Cgil Cisl Uil: se non si creano condizioni adeguate si disperde l'investimento fatto nella formazione dei nostri laureati. Così si ipoteca anche la crescita della nostra comunità

"Se le laureate e i laureati dell'Ateneo di Trento ottengono occasioni professionali adeguate alle loro attese e retribuzioni più alte solo fuori dai confini provinciali, il mercato del lavoro trentino e l'intera comunità hanno un problema da risolvere. Altrimenti rischiamo che la nostra economia, nel prossimo futuro, sia più povera e meno competitiva". E' questa la considerazione di Cgil Cisl Uil del Trentino nel giorno della cerimonia di consegna del Premio laurea che le tre confederazioni ogni anno assegnano in collaborazione con l'Università di Trento alle migliori tesi sul lavoro.

Dall'indagine Almalaurea emerge un dato positivo: i giovani che concludono il percorso di studi nell'Ateneo trentino trovano occupazione facilmente. Il tema è la qualità di questa occupazione, che in Trentino non è evidentemente adeguata. "La questione è emersa con chiarezza anche durante gli Stati generali del lavoro ed è per questa ragione che la cabina di regia ha individuato tra le priorità l'occupazione giovanile, sia per facilitare la riattivazione dei giovani che interrompono il percorso di studi, sia per quanti pur in possesso di competenze e titoli adeguati trovano sul territorio solo offerte di lavoro di livelli più bassi. Questo spinge molti giovani a cercare occupazione fuori dal Trentino perché sanno che troveranno condizioni migliori, soprattutto all'estero",fanno notare Maurizio Zabbeni, Lorenzo Pomini e Walter Largher.

Il problema, però, non è la mobilità dei giovani sul mercato del lavoro, ma quanto questi flussi siano reciproci. "Se in Trentino le condizioni di lavoro offerte sono medio-basse in termini di condizioni, qualità e retribuzioni, non saremo mai attrattivi per i giovani qualificati. Se non si inverte questo meccanismo, però, si rischia di impoverire la nostra comunità e la nostra economia. Se il sistema produttivo locale non investe di più sul capitale umano, inoltre, si rischia di perdere, a vantaggio di altri territori, le competenze e le professionalità dei giovani che il nostro ateneo e le altre istituzioni formative hanno contribuito a formare".

In questo quadro i sindacati vedono delle strade obbligate su cui muoversi. A cominciare dalla riduzione della precarietà. "I giovani devono entrare sul mercato del lavoro con un'occupazione vera, con diritti e salari adeguati. E' ora di porre un limite a stage e tirocini che hanno poco di formativo, soprattutto dopo la qualifica, il diploma o la laurea, e che sono spesso scorciatoie per ottenere forza lavoro a basso costo.

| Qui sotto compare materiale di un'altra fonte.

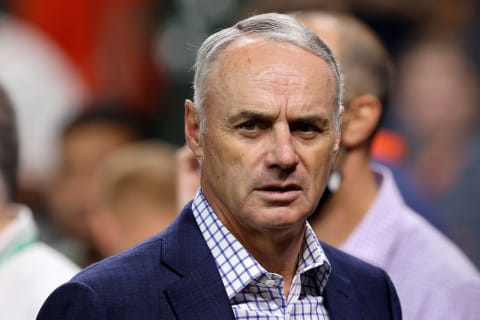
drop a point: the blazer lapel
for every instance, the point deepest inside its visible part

Così non può funzionare. Vanno al contrario privilegiati i sistemi di formazione duale, l'apprendistato, ma anche un serio percorso di orientamento scolastico e universitario. I presupposti per farlo in Trentino ci sono. Basta muoversi con determinazione in questa direzione".

Altro tema è la qualità della domanda di lavoro, che in provincia si è concentrata troppo su basse qualifiche. "Qui tocchiamo il tema delle politiche industriali che dovrebbero spingere il nostro tessuto produttivo su innovazione di prodotti e di processi, anche attraverso incentivi selettivi. Sembra però che non sia questa la direzione seguita al momento dalla Provincia. Così si rischia di avere lo sguardo corto condannando la nostra economia ad essere meno competitiva", concludono.